Dampak Covid-19: Ini Nilai Arus Modal Keluar dan Pertumbuhan 2020
Pandemi Covid-19 disebut menimbulkan kepanikan luar biasa di pasar keuangan dalam negeri. Bahkan tingkat kecemasan investor di pasar saham menyentuh level tertinggi sepanjang sejarah karean wabah virus corona.
Karena itu, kata Manteri Keuangan Sri Mulyani Indrawati, negara-negara berkembang termasuk Indonesia mengalami arus modal keluar (capital outflow) yang sangat besar. Dibandingkan krisis keuangan 2008 dan taper tantrum 2013, arus modal keluar ini saat ini jauh lebih besar.
“Negara-negara berkembang mengalami arus modal keluar yang sangat besar. Investor mencari aset yang aman, memindahkan aset keuangannya ke safe-haven assets, yaitu emas dan dolar,” kata Sri Mulyani di Kompleks Parlemen, Jakarta, Selasa (12/5).
Menurut Sri Mulyani, arus modal keluar sepanjang bulan Januari hingga Maret 2020 mencapai Rp 145 triliun. Angka tersebut lebih besar dibandingkan arus modal keluar pada saat krisis ekonomi pada 2008 senilai Rp 69,6 triliun.

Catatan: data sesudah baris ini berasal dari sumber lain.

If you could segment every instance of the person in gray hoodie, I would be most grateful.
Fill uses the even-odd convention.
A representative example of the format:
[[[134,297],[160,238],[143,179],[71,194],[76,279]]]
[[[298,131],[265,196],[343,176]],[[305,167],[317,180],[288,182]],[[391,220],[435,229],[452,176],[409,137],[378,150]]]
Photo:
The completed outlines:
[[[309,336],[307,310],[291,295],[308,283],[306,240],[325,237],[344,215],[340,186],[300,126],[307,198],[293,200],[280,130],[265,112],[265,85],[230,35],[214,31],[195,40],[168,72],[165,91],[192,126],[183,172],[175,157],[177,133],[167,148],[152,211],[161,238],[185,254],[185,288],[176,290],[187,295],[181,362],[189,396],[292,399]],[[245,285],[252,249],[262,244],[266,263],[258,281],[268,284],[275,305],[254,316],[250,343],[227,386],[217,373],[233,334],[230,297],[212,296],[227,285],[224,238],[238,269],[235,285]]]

Dalam rangka pencegahan wabah virus corona, kata Sri Mulyani, hampir seluruh negara menerapkan langkah-langkah khusus berupa pembatasan sosial, larangan perjalanan, penutupan perbatasan, penutupan sekolah, kantor, dan tempat ibadah. Bahkan isolasi suatu wilayah.
Langkah-langkah ekstrem lalu berdampak secara sosial ekonomi yang cukup besar. Akibatnya aktivitas ekonomi terganggu dari dua sisi sekaligus, baik dari sisi permintaan maupun dari sisi penawaran. Selain itu dampak penanganan pandemi ini telah menyebabkan tingkat konsumsi tertekan, tingkat produksi terkendala, dan rantai pasok global terganggu.
“Semua itu berujung pada penurunan output global yang sangat besar,” kata Sri Mulyani.
Karena dampak Covid-19 itu, pertumbuhan ekonomi global diproyeksikan akan merosot sangat tajam dan mengalami resesi di tahun ini. Sementara proyeksi ekonomi dunia mengalami kemerosotan lebih dari 6%. Dengan demikian, perkiraan pertumbuhan yang ditetapkan Dana Moneter Internasional (IMF) sekitar 3,3% pada awal Januari 2020 mengalami kontraksi menjadi -3,0% pada April 2020.
Sementara itu, kata Sri Mulyani, perkiraan pemerintah terhadap pertumbuhan ekonomi akhir tahun ini kemungkinan mengikuti skenario terberat yaitu -0,4%. Perkiraan ini merujuk kepada pertumbuhan ekonomi nasional sepanjang Kuartal I/2020 sebesar 2,97%. Jadi, proyeksi ini bergeser dari sebelumnya dalam skenario pertumbuhan 2,3%.
“Dampak dari resesi global, banyak masyarakat yang tidak bisa bekerja dan terancam kehilangan sumber pendapatannya. Jika tidak diantisipasi dengan segera, kondisi ini akan menjalar ke sektor keuangan, meningkatkan kredit bermasalah atau bahkan berpotensi mengganggu stabilitas sistem keuangan,” katanya.